バンプ「ハルジオン」より。

 綺麗な虹だ、なんて誰かと同じようなことを言うなよ。
 どうせ捕まえられないくせに。触れることすらできないくせに。
 伸ばした手をあざ笑うだけの浮遊。

「じゃあ兄さんは」
 穏やかに金属を反響させる声が耳に届く。
 寝転がって逆様になった視界に、鎧の姿をした弟が見えるのが判った。
「届くなら手を伸ばす?」
 がちゃり、と重い金属の音。
 アルフォンスの手は音に相応しい重みと冷たさを持って、エドワードの頬に触れた。
「本当はあの虹は、すぐに手を伸ばせば届くんだって、そういうものだったら、手を伸ばすの?」
 エドワードはゆっくりと瞬きをした。
 鎧のせいでアルフォンスの視点は判らなかったが、多分、弟も自分を見ているのだろう、とエドワードは理解した。
 視線が絡み合う感覚が厭で視線を逸らす。
 アルフォンスが鎧になる前だって、そういえば自分達はこうだった、とエドワードは溜息をつく。

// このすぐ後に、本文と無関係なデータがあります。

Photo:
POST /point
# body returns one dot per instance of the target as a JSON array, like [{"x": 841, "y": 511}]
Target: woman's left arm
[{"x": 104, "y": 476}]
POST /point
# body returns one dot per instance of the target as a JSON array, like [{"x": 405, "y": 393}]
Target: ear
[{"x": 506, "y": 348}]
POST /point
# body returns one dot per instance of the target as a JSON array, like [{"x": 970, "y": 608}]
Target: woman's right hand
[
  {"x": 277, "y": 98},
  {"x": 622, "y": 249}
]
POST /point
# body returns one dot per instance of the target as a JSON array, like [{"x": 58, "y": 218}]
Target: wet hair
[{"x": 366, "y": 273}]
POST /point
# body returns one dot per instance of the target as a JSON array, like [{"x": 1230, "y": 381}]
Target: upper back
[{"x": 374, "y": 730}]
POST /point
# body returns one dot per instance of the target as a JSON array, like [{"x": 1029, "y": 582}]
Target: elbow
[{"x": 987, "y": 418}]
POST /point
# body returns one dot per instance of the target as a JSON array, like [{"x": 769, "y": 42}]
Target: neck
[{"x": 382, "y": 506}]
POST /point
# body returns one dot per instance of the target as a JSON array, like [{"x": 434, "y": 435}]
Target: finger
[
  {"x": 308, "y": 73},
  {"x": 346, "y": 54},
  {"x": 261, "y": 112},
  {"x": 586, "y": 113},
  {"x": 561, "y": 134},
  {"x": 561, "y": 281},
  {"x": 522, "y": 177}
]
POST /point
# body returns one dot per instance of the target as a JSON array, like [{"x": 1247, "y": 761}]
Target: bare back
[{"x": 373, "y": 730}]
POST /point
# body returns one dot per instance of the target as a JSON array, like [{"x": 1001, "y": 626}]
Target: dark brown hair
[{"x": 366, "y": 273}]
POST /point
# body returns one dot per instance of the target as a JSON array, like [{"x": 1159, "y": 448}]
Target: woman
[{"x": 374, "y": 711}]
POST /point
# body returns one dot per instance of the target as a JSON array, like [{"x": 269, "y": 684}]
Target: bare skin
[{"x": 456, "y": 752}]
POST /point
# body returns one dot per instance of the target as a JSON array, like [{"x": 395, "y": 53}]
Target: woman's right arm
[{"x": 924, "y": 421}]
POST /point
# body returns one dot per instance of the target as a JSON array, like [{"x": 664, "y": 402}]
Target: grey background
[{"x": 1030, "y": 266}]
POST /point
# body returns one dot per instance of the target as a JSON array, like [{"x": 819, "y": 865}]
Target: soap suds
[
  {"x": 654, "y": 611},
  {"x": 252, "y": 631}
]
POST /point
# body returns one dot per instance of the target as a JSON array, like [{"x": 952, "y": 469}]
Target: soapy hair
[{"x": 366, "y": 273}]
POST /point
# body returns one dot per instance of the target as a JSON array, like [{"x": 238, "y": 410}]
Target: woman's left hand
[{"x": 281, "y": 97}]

「なに言ってんだ。虹がどういうモンだか知ってンだろ。そんなの届くわけ」
「ない?」
 言葉尻を取られて声が詰まる。
 その瞬時にアルフォンスは滑り込む。
「兄さんは知ってる筈だろ」
 何を、と問う前にアルフォンスの鋼の指先が頬を撫でた。
「僕らの目と僕らの脳がどれだけ僕らを騙してるか」
 ああ知っている。
 どれだけオレ達が騙されているか。
 この目も脳もアテになんてならない。
 鮮やかな七色は色分離がそれだけしか出来ないお粗末な脳の生み出す虚像だ。
 本当は総てモノクロームなのかもしれないし(色さえ捏造出来てしまえるマザーコンピューター)、本当は七色なんかじゃなく百色くらいの凄まじい色の帯なのかもしれないし(それを認識出来ないというだけで)。
 本当は存在すらしないのかもしれない。
 虹なんてものは。
 それを綺麗だ、なんて。
(見たまえ、こんな綺麗な虹は久しぶりだ)
(ああ、君は雨が嫌いだったね)
(だからそんなにしかめっ面をしているのか)
(違うのか、なら、……)
(ああ)
(どうも嫌われているのは私のようだね)
(……これなら善いだろう)
(触れはしないから)
(これ以上君に触れはしないから)
(でもせめて)
(抱き締めるくらい)
 耳元で囁かれる言葉なんて、詭弁だ。
 だから。
「信じなけりゃ善い」
 この目も脳も。そんな言葉をさらりとのたまう誰かのことも。
「素直じゃないね」
 兄さんも、とアルフォンスはその鋼の指先でエドワードの両目を覆う。
 瞬間、エドワードの視界は薄い暗闇に転じた。
 手を伸ばさないのは触れられないのを知っているからではない。
 虹はすぐ傍にあるのだと信じて、手を伸ばして、触れられなくて、
 裏切られるのが。
「怖いんだろう?」
 ああ、そうだ。
 だからあの腕を振り払って逃げるように部屋を出たんだ。
 これ以上溺れてしまうのが怖くて。
 これ以上信じてしまうのが怖くて。
 アルフォンスの作る暗闇の中でエドワードはするりと鋼の腕を伸ばす。
 窓の向こうの虹が未だ在るのか既に消えたのか、エドワードは知らない。
 アルフォンスは低く囁くように、窓の外を見つめながら呟いた。